70 entry daha
  • yazar bu romanı kaleme almadan önce kuzey fransa'da montsou'ya gelir. aynı zamanda romanın konusunun da geçtiği şehir. montsou büyük bir maden kentidir ve zola'yı orada kimse tanımamaktadır. gidip madencileri konu alan bir roman yazacağını ocak şefine bildirip gözlemde bulunacağını söylese ve piposu ağzında kemik çerçeveli gözlüğüyle fularıyla bir köşeden işçileri izlese de bu romanı yazabilecektir yazar. ancak o, kim olduğundan kimseye bahsetmeden gidip bir maden ocağında işe girer ve sıradan bir maden işçisi gibi orda çalışmaya başlar. 6 ay kadar bir süre işçilerle yemek yer, çalışır; dertlerini, sıkıntılarını, üzüntülerini, sevinçlerini gözlemler. aşklarına şahit olur... şüphesiz ki birisinin onları gözlemlediğini gören işçiler doğal davranamayacak, rol keseceklerdir. nasıl ki biri fotoğrafımızı çekerken poz veriyorsak onlar da öyle yapacaklardır. ancak, işçiler onlardan olan biriyle birlikteyken tüm çıplaklığıyla benliklerini ortaya sermekten çekinmeyeceklerdir. işte zola bunu çok iyi bilmekte ve bu yüzden eserlerini oluştururken hep bu yöntemi seçmektedir. 6 ay sonunda ocaktan ayrılan zola, romanını kaleme almaya başlar ve natüralizmin en büyük eserlerinden biri kabul edilen germinal'i tamamlar.

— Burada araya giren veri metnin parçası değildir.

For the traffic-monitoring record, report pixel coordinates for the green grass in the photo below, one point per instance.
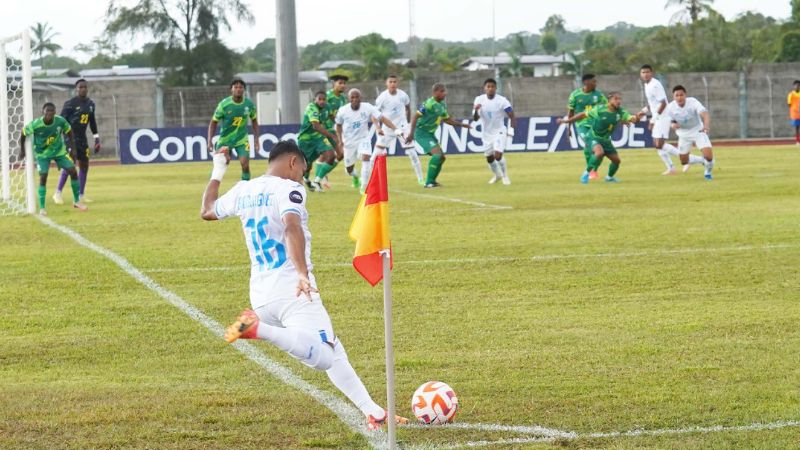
(661, 302)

    natüralizm işte tam olarak da budur. detayları yakalamak için detayları yaşamak gerekir, bir köşeden izlemek değil. zola bunu başaran ender edebiyatçılardan biridir ve bu yüzden de emile zola'dır. yüz yılı aşkın süredir hatırlanmasının, daha iyisi yapılana kadar ki hiç sanmıyorum, hep hatırlanacak olmasının sırrı budur.